What surprised me about Adolescent Salvation was seeing how well all this misogynistic, dated bullshit went over with the predominantly older audience of the play, who laughed, applauded, and seemed charmed as they teared up to strains of Jimmy Buffet’s “Margaritaville” (the anthem of Adolescent Salvation).  There is clearly a massive generation gap here, a world in which statutory rape, the Catholic Church sexual abuse scandals, Harvey Weinstein, Me Too, and notions of grooming, harassment, and consent are not clouding the sunny horizon.  Another critic explained in his review of Adolescent Salvation that he appreciated that the predator is not villainized, since he, the theatre critic, found himself in his life “in a similar situation.”  Sweet Jesus.

As a woman, I have experienced grown men coming on to me since the age of 9.  There are few things I find more unwelcome than an older male writer explaining to me how cozy, funny or inspiring intergenerational molestation can be.

For anyone who wants a reality check or an actually good piece of art on this subject, I recommend The Big Hurt: A Memoir by Erika Schickel, a truly brilliant book that explores the author untangling the trauma of being raped by her teacher at the prestigious Buxton boarding school in the 1970s — and the lifetime it has taken her to even admit what happened to her.

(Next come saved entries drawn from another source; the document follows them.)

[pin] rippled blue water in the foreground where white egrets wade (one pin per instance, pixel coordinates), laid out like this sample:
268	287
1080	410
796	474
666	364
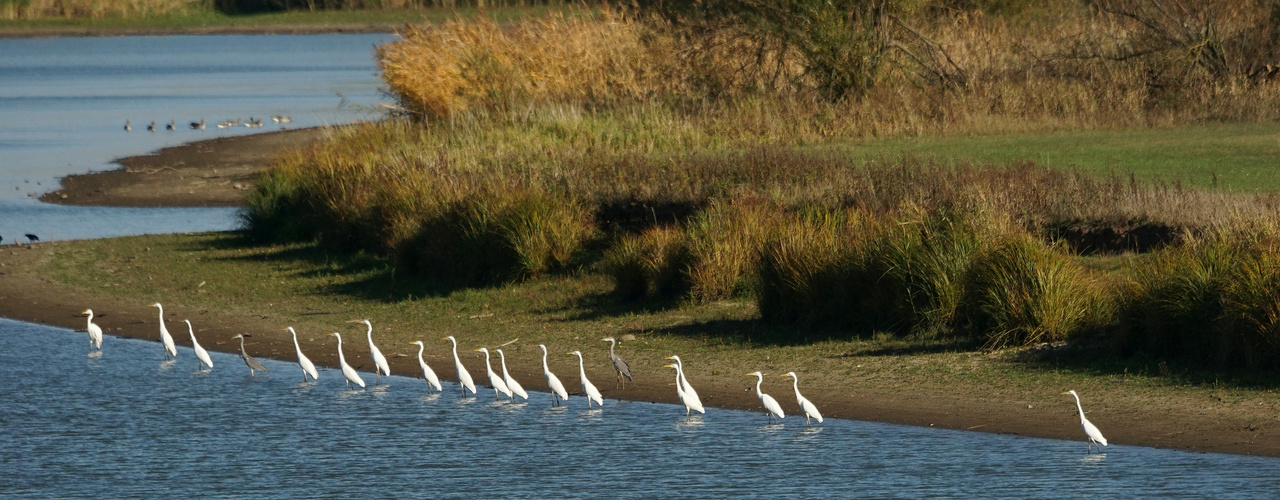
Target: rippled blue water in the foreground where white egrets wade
126	424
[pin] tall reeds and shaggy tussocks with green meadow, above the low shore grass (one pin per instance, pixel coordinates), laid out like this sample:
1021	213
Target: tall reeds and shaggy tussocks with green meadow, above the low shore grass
602	145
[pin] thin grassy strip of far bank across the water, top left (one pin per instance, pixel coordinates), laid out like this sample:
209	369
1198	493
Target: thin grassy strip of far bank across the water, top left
213	20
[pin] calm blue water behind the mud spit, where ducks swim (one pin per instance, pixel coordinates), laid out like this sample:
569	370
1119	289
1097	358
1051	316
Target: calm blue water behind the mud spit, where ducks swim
65	102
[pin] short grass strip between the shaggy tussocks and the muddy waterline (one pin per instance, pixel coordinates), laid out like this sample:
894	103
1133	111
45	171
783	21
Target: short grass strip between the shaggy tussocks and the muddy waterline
316	291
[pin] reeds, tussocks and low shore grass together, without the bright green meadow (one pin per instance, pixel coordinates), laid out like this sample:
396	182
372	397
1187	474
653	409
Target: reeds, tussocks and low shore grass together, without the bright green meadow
687	177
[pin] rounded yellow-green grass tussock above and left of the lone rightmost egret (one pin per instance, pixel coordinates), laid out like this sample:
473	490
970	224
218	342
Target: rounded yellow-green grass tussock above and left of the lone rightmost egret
1023	292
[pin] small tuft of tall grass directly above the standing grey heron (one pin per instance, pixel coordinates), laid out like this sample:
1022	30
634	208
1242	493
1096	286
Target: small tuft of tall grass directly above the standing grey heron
651	264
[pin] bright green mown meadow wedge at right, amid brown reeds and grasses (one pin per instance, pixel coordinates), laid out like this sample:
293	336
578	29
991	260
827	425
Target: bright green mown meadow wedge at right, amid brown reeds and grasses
1244	158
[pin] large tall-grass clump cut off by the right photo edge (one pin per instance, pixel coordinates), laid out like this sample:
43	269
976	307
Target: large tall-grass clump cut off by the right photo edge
1212	300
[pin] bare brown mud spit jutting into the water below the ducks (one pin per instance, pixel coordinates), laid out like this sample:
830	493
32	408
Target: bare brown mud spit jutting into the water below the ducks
204	173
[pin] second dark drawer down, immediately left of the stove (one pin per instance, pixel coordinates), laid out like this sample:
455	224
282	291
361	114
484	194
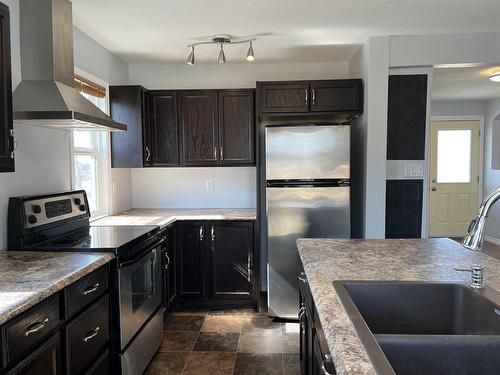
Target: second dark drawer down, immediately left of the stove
87	336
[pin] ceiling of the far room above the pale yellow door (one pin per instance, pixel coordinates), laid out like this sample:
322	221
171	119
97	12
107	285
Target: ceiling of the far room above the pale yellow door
464	84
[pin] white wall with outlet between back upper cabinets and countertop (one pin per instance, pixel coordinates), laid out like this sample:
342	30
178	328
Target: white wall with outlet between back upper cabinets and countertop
186	187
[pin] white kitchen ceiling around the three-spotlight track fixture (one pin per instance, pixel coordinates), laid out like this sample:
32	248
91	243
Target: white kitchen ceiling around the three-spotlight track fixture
288	31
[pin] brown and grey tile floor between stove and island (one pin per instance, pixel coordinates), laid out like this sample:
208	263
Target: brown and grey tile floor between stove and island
239	342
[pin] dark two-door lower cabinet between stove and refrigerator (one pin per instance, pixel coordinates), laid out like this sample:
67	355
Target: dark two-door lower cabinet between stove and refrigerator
215	262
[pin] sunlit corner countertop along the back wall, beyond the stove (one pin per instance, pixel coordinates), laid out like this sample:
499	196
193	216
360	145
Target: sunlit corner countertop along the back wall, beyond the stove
164	217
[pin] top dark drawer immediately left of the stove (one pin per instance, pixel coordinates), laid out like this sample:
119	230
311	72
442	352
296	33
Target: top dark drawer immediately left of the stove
86	290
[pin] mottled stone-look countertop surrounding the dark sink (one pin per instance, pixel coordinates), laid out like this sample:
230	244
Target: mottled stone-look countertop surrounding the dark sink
327	260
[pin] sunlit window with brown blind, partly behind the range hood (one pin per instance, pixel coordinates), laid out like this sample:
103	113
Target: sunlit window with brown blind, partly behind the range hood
91	153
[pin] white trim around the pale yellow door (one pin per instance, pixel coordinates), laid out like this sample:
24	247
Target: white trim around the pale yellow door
479	118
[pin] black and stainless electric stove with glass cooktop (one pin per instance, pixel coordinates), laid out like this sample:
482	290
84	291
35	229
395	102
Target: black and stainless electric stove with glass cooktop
60	222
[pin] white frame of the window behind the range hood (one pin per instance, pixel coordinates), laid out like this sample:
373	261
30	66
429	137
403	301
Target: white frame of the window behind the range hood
103	157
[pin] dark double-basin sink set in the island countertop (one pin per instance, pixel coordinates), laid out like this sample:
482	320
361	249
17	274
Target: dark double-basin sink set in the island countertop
414	328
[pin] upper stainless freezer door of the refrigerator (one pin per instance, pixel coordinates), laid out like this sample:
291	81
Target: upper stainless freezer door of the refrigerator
307	152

Review: ADOLESCENT SALVATION at Rogue Machine  Image
Alexandra Lee

I enjoy and appreciate controversy and the refusal to kowtow to current intellectual and social trends, and I like what Rogue Machine is trying to do with this play.  But Adolescent Salvation is no Lolita, Vladimir Nabokov’s masterpiece about 1950s America, rape, kidnapping, and child abuse. Profoundly disturbing and controversial, Lolita is also shockingly beautiful in its language and rich with complex satire.   Adolescent Salvation suffers from amateurish, painfully bad writing and a playwright who confuses substance with throwing around buzzwords in a blender.  It has very little to say -- except I now know that the Margaritaville chain of restaurants has a very good vegan burger.  Thank you, Adolescent Salvation.

Photos by Jeff Lorch

Adolescent Salvation runs at Rogue Machine through October 12th.  Rogue Machine is located at the Matrix Theatre, 7657 Melrose Ave, Los Angeles, CA 90046, upstairs on the Henry Murray Stage.  There is street parking.  For tickets and more information you can call 855-585-5185 or click on the button below:



Reader Reviews

TheaterBearLA on 10/13/2025
Who hurt this reviewer? (Apologies. Don’t answer that!) Of course she is absolutely right about the genius direction and production quality in this near-immersive play, she missed the excellence of the play itself. Crackling, period teen angst and dialogue nailed, so expertly, it was like sitting in a room with actual teens except they were twenty-something talents who truly embodied and transformed themselves. Venable so nailed the head space it took me back to reading one of my favorite YA novels of the 80s, “Killing Mr. Griffin.” For me, the play was dark, witty, fresh and challenging in all the right ways without moralizing. He nailed the darkly comedic twists, invoking both Joe Orton’s “Loot” and “Little Miss Sunshine.” But for me it was how poignantly and challengingly he navigated the age-discordant love affair that he really won me over. He walks us through the tightrope of feelings, illegality, morality without real judgment. He mines the tender longings of a damaged teen and a mourning widower — two people acting out in inappropriate but consensual ways, challenging societal and psycho-sexual norms. That the only true value judgment comes from a stereotypically virtue-signaling teen, not emotionally mature enough to judge much less understand any other way … Venable and company lets the audience be the judges … after all we were there, witness and complicit, in that precocious girl’s bedroom, too.